DEFICIT E FLAT TAX IL CONTO CHE PAGHEREMO
Caro Aldo, questo episodio si verificò anni fa in un paese della provincia di Arezzo. Durante un consiglio comunale, un consigliere chiese al sindaco perché non si faceva una certa opera. Il sindaco rispose che non era possibile in quanto il Comune aveva 50 milioni di deficit. Allora il consigliere ribattè: «Cominciamo a spendere quelli», frase che nella zona ancora si ripete quando si vuol fare qualcosa e non si hanno i soldi. Secondo me, è ciò che sta facendo il nuovo governo: «spende il deficit». Giuseppe Baiocco, Monza
Caro Giuseppe,
Ho ripensato al suo aneddoto ascoltando l’intervento a un convegno di Claudio Borghi, l’economista di riferimento della Lega. E mi sono reso conto che questo governo difficilmente durerà a lungo, proprio per il motivo che lei segnala: il deficit. Incalzato da Massimo Sideri, che gli chiedeva quanto costa la flat tax, ha risposto: «Il problema non è quel che costa, ma quel che rientra. Mettiamo anche che costi 50 miliardi; saranno 50 miliardi in mano ai cittadini, che in qualche forma torneranno». Temo sia più facile finiscano in banca, magari all’estero, dove nei giorni della nascita del governo gialloverde di miliardi ne sono già transitati 38. Ma tanto la flat tax non ci sarà. Quel che risparmieremo con le aliquote lo perderemo con le mancate detrazioni: il gettito fiscale dovrà restare lo stesso, a meno di non uscire dall’europa. Se tutte le promesse del mitico Contratto dovessero essere mantenute, ci ritroveremmo fuori dall’euro, e senza piani B. Se non lo saranno — e non lo saranno —, il forte consenso iniziale diminuirà velocemente.

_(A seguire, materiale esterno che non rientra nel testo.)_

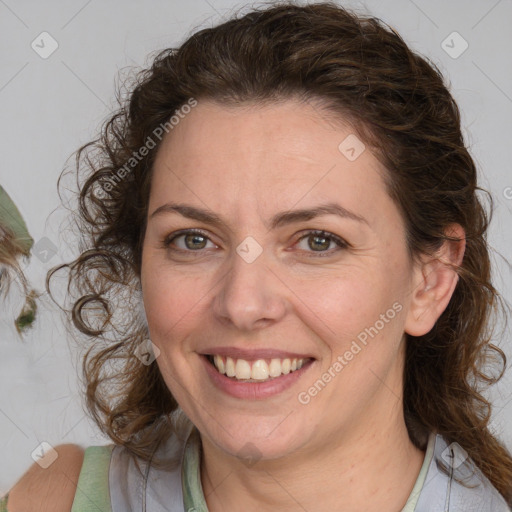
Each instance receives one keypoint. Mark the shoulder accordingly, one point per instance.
(52, 487)
(454, 479)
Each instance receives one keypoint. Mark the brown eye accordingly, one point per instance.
(187, 241)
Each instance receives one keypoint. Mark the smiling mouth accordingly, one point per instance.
(259, 370)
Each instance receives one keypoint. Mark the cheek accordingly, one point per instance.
(171, 301)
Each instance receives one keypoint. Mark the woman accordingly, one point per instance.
(292, 197)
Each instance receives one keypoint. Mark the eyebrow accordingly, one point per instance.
(278, 220)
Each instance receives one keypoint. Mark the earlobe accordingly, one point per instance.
(435, 279)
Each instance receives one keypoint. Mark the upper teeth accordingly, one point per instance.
(257, 370)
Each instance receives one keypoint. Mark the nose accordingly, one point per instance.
(251, 295)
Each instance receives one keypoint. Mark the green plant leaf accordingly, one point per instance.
(11, 220)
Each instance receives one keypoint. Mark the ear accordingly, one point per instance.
(434, 283)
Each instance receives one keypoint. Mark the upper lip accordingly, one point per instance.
(253, 354)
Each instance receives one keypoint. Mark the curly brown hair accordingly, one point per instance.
(397, 102)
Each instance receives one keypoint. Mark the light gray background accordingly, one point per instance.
(49, 107)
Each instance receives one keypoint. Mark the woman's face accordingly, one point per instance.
(258, 287)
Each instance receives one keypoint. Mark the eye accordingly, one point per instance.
(320, 241)
(192, 240)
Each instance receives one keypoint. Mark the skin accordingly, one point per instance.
(348, 448)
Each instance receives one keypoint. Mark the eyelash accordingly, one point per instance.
(342, 244)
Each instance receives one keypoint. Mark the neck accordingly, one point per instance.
(372, 468)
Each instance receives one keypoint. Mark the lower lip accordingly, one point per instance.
(253, 390)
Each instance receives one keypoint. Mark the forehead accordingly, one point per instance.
(264, 154)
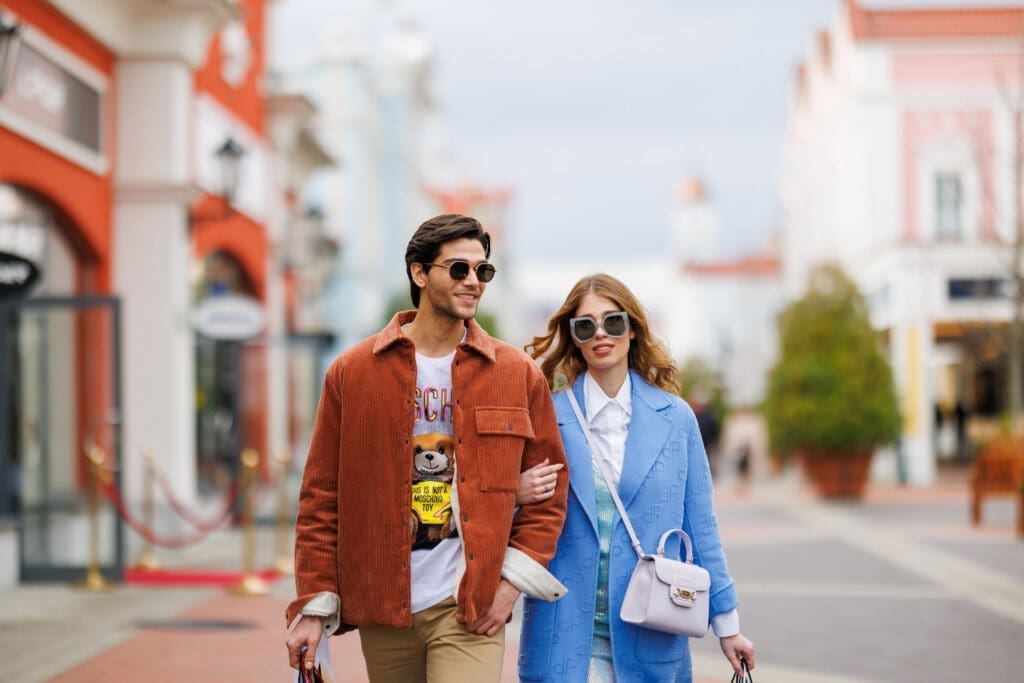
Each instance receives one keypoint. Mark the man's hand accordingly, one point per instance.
(498, 613)
(306, 633)
(538, 483)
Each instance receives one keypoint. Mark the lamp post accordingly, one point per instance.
(228, 157)
(10, 38)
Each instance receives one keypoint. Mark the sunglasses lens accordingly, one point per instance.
(485, 272)
(584, 329)
(459, 269)
(614, 325)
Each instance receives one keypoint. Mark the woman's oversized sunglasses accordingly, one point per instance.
(614, 325)
(460, 270)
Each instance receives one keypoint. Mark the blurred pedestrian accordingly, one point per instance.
(407, 526)
(710, 430)
(599, 343)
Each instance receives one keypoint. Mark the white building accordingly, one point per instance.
(721, 310)
(897, 163)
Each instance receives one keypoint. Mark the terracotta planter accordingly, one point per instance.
(837, 474)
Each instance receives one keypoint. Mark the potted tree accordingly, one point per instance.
(830, 398)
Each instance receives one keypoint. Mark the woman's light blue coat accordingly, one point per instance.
(666, 483)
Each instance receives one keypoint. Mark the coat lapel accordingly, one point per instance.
(578, 453)
(649, 429)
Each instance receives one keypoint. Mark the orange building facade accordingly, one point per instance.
(126, 229)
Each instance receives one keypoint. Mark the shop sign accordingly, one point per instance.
(16, 275)
(51, 96)
(228, 317)
(22, 246)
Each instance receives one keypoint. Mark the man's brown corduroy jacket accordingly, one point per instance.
(352, 531)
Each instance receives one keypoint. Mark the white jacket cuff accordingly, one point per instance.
(327, 605)
(529, 577)
(726, 624)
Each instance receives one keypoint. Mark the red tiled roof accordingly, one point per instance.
(763, 266)
(948, 23)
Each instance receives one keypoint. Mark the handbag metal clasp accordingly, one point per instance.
(684, 594)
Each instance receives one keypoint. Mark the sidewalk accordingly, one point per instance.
(899, 588)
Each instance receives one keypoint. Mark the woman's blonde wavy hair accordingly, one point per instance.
(562, 363)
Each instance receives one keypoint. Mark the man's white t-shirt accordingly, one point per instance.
(436, 547)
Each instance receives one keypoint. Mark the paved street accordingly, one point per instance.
(899, 588)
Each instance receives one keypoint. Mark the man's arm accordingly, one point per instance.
(537, 526)
(316, 522)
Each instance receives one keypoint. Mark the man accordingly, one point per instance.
(407, 526)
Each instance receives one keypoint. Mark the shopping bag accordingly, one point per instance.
(745, 678)
(323, 671)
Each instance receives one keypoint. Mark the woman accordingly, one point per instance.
(598, 345)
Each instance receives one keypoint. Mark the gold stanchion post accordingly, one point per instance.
(93, 580)
(147, 559)
(284, 563)
(251, 583)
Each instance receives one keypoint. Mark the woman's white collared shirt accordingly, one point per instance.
(609, 421)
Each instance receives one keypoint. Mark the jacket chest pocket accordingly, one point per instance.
(503, 433)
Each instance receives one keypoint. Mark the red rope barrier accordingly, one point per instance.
(232, 498)
(114, 497)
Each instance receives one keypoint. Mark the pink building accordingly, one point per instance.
(898, 165)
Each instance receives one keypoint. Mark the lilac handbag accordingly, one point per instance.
(664, 594)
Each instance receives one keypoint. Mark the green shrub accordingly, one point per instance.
(832, 388)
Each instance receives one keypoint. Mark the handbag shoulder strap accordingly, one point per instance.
(602, 466)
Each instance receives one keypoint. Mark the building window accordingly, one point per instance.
(982, 288)
(948, 204)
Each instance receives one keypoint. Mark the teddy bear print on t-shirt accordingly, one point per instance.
(433, 468)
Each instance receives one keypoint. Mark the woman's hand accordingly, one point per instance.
(735, 648)
(538, 483)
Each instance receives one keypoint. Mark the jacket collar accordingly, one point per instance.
(476, 339)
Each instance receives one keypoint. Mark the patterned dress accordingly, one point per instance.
(601, 668)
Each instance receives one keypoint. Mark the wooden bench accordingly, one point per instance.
(998, 471)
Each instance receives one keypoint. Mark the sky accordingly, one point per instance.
(591, 111)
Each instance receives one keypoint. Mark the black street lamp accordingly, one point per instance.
(10, 38)
(228, 156)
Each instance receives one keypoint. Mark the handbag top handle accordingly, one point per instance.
(612, 488)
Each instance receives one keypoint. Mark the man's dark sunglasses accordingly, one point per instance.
(460, 270)
(614, 325)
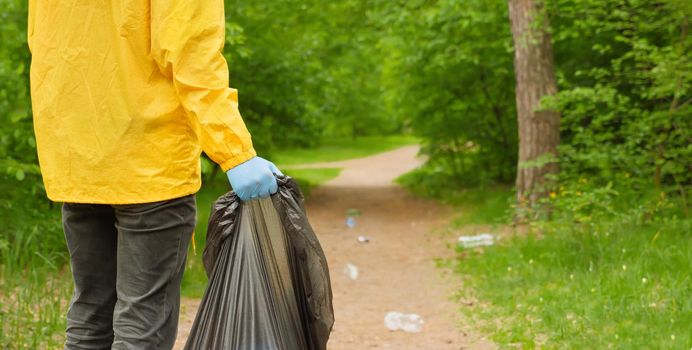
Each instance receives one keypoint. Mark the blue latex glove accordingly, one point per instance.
(255, 178)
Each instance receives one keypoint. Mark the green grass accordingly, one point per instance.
(340, 149)
(613, 284)
(35, 284)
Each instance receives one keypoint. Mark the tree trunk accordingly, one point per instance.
(539, 131)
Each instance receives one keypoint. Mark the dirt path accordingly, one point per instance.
(397, 270)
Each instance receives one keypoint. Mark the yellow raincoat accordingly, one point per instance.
(126, 94)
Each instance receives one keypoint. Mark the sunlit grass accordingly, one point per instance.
(616, 285)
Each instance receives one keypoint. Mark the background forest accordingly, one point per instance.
(610, 237)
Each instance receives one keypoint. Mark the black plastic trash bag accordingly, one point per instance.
(269, 285)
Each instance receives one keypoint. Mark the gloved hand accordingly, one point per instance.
(254, 178)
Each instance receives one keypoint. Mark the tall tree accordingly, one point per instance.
(539, 129)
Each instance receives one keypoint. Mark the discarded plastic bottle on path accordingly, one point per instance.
(351, 271)
(410, 323)
(350, 222)
(483, 239)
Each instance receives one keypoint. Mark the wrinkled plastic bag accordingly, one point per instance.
(269, 284)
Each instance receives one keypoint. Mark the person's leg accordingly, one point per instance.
(92, 242)
(153, 240)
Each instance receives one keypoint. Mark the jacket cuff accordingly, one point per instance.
(238, 159)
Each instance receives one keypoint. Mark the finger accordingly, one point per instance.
(273, 187)
(275, 170)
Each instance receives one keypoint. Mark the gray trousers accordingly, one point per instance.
(127, 264)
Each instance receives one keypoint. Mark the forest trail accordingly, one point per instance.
(397, 268)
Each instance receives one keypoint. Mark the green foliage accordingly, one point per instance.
(305, 69)
(449, 69)
(626, 84)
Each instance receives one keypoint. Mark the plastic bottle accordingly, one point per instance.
(410, 323)
(350, 222)
(484, 239)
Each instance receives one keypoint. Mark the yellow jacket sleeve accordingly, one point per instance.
(187, 38)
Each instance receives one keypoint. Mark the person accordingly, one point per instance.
(126, 94)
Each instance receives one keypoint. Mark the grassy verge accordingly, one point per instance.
(341, 149)
(617, 283)
(35, 285)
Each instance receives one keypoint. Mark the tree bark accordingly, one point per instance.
(539, 130)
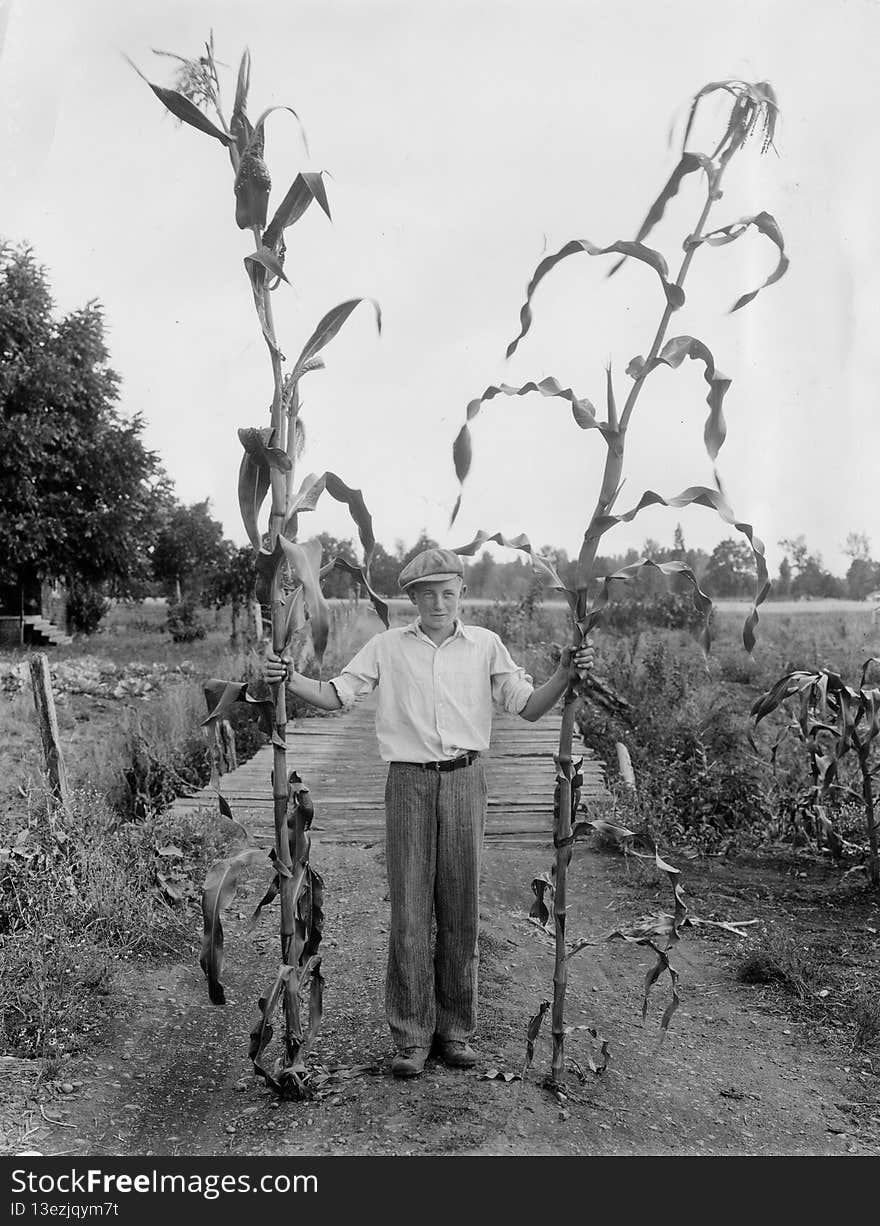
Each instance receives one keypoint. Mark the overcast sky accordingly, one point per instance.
(465, 140)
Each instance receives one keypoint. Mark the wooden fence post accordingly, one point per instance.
(625, 765)
(44, 701)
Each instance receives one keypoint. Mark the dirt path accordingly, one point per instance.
(733, 1077)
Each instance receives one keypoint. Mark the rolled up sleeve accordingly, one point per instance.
(359, 677)
(511, 685)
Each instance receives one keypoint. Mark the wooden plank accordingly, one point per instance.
(338, 759)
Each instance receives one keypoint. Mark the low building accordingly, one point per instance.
(33, 613)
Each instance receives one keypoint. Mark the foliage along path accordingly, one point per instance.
(338, 760)
(734, 1074)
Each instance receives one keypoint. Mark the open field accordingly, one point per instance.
(776, 1045)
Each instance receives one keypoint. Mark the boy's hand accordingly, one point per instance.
(579, 660)
(275, 668)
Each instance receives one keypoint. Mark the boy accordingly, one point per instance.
(436, 681)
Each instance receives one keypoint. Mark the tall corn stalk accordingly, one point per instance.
(288, 585)
(754, 109)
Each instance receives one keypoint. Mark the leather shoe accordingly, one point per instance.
(456, 1053)
(409, 1061)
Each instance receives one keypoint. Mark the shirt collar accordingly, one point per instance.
(460, 632)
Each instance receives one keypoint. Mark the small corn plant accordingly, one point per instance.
(753, 110)
(288, 584)
(835, 722)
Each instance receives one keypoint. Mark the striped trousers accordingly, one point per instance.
(434, 835)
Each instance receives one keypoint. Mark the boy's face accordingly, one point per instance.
(438, 602)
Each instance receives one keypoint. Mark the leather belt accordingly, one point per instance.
(449, 763)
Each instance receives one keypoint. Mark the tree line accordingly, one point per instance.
(86, 502)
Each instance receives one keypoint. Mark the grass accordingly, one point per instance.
(79, 893)
(781, 958)
(79, 890)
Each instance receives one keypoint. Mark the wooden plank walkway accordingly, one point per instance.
(338, 759)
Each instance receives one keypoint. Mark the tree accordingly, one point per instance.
(424, 542)
(337, 582)
(729, 570)
(188, 551)
(785, 580)
(863, 575)
(232, 582)
(384, 570)
(82, 495)
(811, 579)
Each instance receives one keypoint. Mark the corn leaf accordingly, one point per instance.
(269, 260)
(360, 576)
(688, 163)
(294, 614)
(542, 907)
(701, 495)
(261, 1034)
(220, 887)
(310, 492)
(266, 570)
(305, 563)
(183, 109)
(307, 186)
(581, 408)
(522, 543)
(532, 1034)
(327, 329)
(766, 224)
(674, 294)
(239, 125)
(253, 487)
(673, 354)
(221, 696)
(701, 601)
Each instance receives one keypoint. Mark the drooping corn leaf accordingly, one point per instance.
(310, 492)
(257, 444)
(701, 495)
(674, 294)
(701, 601)
(269, 260)
(239, 125)
(688, 163)
(307, 186)
(532, 1034)
(221, 696)
(256, 275)
(359, 576)
(253, 486)
(294, 614)
(522, 543)
(673, 354)
(266, 570)
(183, 109)
(329, 327)
(262, 1031)
(305, 563)
(220, 887)
(581, 410)
(766, 224)
(310, 912)
(542, 907)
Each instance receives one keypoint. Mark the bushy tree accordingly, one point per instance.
(863, 575)
(232, 585)
(729, 569)
(81, 493)
(189, 551)
(810, 576)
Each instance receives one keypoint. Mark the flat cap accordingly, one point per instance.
(432, 567)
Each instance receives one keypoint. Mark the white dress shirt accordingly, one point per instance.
(434, 703)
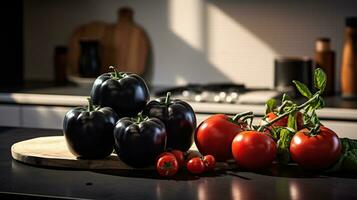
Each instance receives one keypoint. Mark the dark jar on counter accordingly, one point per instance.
(89, 61)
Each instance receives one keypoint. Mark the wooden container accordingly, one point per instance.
(325, 59)
(349, 60)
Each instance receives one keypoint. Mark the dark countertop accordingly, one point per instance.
(286, 183)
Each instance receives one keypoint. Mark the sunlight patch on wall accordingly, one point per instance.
(236, 51)
(185, 20)
(179, 80)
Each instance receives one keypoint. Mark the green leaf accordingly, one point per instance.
(270, 105)
(292, 120)
(303, 89)
(320, 103)
(283, 145)
(285, 97)
(319, 79)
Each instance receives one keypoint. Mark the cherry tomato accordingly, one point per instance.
(180, 157)
(315, 152)
(214, 136)
(192, 154)
(165, 153)
(196, 166)
(210, 162)
(167, 166)
(253, 150)
(284, 121)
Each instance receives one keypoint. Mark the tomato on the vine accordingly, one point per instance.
(210, 162)
(284, 121)
(254, 150)
(214, 136)
(315, 151)
(180, 157)
(167, 165)
(196, 166)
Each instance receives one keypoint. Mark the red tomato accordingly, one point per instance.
(284, 121)
(167, 166)
(179, 157)
(214, 136)
(253, 150)
(192, 154)
(165, 153)
(315, 152)
(196, 166)
(210, 162)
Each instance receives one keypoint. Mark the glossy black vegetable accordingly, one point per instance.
(89, 131)
(138, 141)
(179, 119)
(127, 94)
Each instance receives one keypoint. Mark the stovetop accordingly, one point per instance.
(228, 93)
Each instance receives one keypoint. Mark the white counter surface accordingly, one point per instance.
(71, 100)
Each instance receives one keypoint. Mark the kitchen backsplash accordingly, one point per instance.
(195, 41)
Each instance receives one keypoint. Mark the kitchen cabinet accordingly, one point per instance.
(32, 116)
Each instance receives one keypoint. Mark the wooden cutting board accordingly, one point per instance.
(52, 151)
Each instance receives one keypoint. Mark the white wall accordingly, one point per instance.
(195, 41)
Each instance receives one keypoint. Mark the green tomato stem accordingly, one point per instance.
(116, 75)
(140, 118)
(168, 98)
(239, 115)
(90, 107)
(291, 111)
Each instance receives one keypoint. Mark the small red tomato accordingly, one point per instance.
(253, 150)
(192, 154)
(317, 151)
(167, 166)
(164, 154)
(180, 157)
(210, 162)
(196, 166)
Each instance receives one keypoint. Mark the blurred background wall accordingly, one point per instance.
(195, 41)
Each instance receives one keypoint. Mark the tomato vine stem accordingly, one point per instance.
(317, 95)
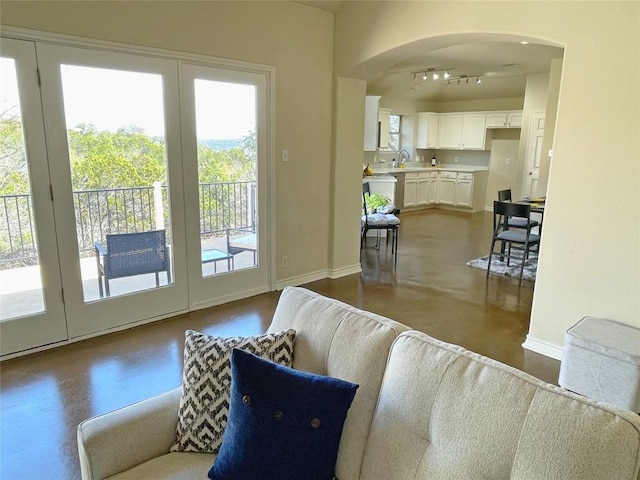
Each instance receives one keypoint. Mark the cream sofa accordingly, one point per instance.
(425, 409)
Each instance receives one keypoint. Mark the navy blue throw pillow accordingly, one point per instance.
(284, 424)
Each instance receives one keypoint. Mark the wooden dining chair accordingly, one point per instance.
(378, 221)
(516, 222)
(507, 236)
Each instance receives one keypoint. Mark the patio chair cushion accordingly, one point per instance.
(283, 423)
(206, 378)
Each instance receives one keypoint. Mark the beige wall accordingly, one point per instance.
(590, 259)
(297, 40)
(555, 78)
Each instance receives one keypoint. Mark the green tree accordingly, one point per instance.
(14, 175)
(125, 158)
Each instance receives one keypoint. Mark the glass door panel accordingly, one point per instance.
(225, 138)
(31, 308)
(117, 153)
(21, 290)
(227, 173)
(114, 137)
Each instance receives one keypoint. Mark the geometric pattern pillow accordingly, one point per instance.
(206, 379)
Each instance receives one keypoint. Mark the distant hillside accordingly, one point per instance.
(222, 144)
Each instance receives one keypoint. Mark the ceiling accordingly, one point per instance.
(503, 67)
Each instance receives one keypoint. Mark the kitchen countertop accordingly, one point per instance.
(412, 169)
(379, 177)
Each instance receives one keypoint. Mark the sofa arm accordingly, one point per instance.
(119, 440)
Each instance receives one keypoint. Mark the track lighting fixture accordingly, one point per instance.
(434, 73)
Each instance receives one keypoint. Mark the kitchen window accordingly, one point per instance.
(394, 132)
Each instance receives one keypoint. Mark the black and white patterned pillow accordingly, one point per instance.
(206, 378)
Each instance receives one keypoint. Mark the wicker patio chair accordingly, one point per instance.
(129, 254)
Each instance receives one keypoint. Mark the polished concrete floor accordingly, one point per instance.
(45, 395)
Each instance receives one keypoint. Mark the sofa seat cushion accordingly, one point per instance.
(448, 413)
(341, 341)
(172, 466)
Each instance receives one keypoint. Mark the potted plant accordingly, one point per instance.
(376, 201)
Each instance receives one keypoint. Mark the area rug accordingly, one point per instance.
(513, 270)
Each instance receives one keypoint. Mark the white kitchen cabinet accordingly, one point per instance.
(447, 188)
(371, 123)
(450, 131)
(384, 118)
(464, 190)
(514, 119)
(423, 189)
(427, 135)
(433, 189)
(507, 119)
(474, 131)
(410, 189)
(462, 131)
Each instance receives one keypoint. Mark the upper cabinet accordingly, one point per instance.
(508, 119)
(427, 136)
(462, 131)
(384, 119)
(371, 128)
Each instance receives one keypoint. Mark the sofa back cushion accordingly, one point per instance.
(340, 341)
(447, 413)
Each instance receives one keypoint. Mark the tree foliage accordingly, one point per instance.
(125, 158)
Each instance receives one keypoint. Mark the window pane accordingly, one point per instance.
(115, 129)
(20, 275)
(227, 172)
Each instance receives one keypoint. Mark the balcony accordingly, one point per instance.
(223, 206)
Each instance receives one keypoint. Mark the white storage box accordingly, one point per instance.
(601, 360)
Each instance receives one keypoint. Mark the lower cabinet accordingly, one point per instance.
(410, 189)
(420, 189)
(447, 183)
(462, 190)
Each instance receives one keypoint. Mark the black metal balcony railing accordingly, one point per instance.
(223, 205)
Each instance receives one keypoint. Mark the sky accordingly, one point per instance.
(111, 99)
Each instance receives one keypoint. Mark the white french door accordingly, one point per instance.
(110, 144)
(113, 132)
(31, 307)
(225, 140)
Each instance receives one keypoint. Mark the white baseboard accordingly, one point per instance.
(544, 348)
(229, 298)
(301, 279)
(318, 275)
(344, 271)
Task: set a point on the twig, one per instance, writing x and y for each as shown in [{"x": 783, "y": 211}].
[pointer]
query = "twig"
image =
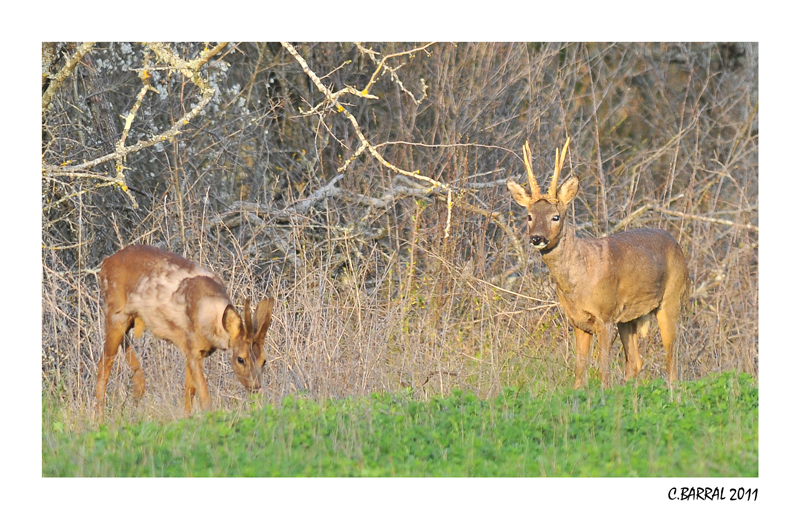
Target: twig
[{"x": 62, "y": 74}]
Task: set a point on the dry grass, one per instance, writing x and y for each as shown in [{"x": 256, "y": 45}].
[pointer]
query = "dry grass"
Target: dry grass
[{"x": 375, "y": 298}]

Non è un auspicio, è una previsione; ma questo governo è troppo improvvisato per durare a lungo. Non so chi lo farà cadere: se la speculazione internazionale e la Merkel come nel 2011; o Salvini, quando valuterà che rischia di restare sepolto dalle macerie politiche dell’esperimento bipopulista; o la spaccatura che si intravede nei grillini. Oggi gli scontenti esitano a uscire allo scoperto, nella speranza di un sottosegretariato o di una presidenza di commissione, ma non tutti potranno essere accontentati; né sarà contento Grillo, il fondatore, di vedersi trattato come il vecchio zio chiuso nello sgabuzzino delle scope.
Certo il governo non lo farà cadere l’opposizione, mai così debole e divisa. E certo dopo Conte non tornerà Gentiloni; anzi, al Pd farebbe bene un bel bagno di opposizione e di umiltà. Probabilmente avremo una vittoria del centrodestra, trainato da Salvini. Oppure una soluzione istituzionale (a fine 2019 finisce il mandato di Draghi). Sperando nel frattempo di non esserci fatti troppo male.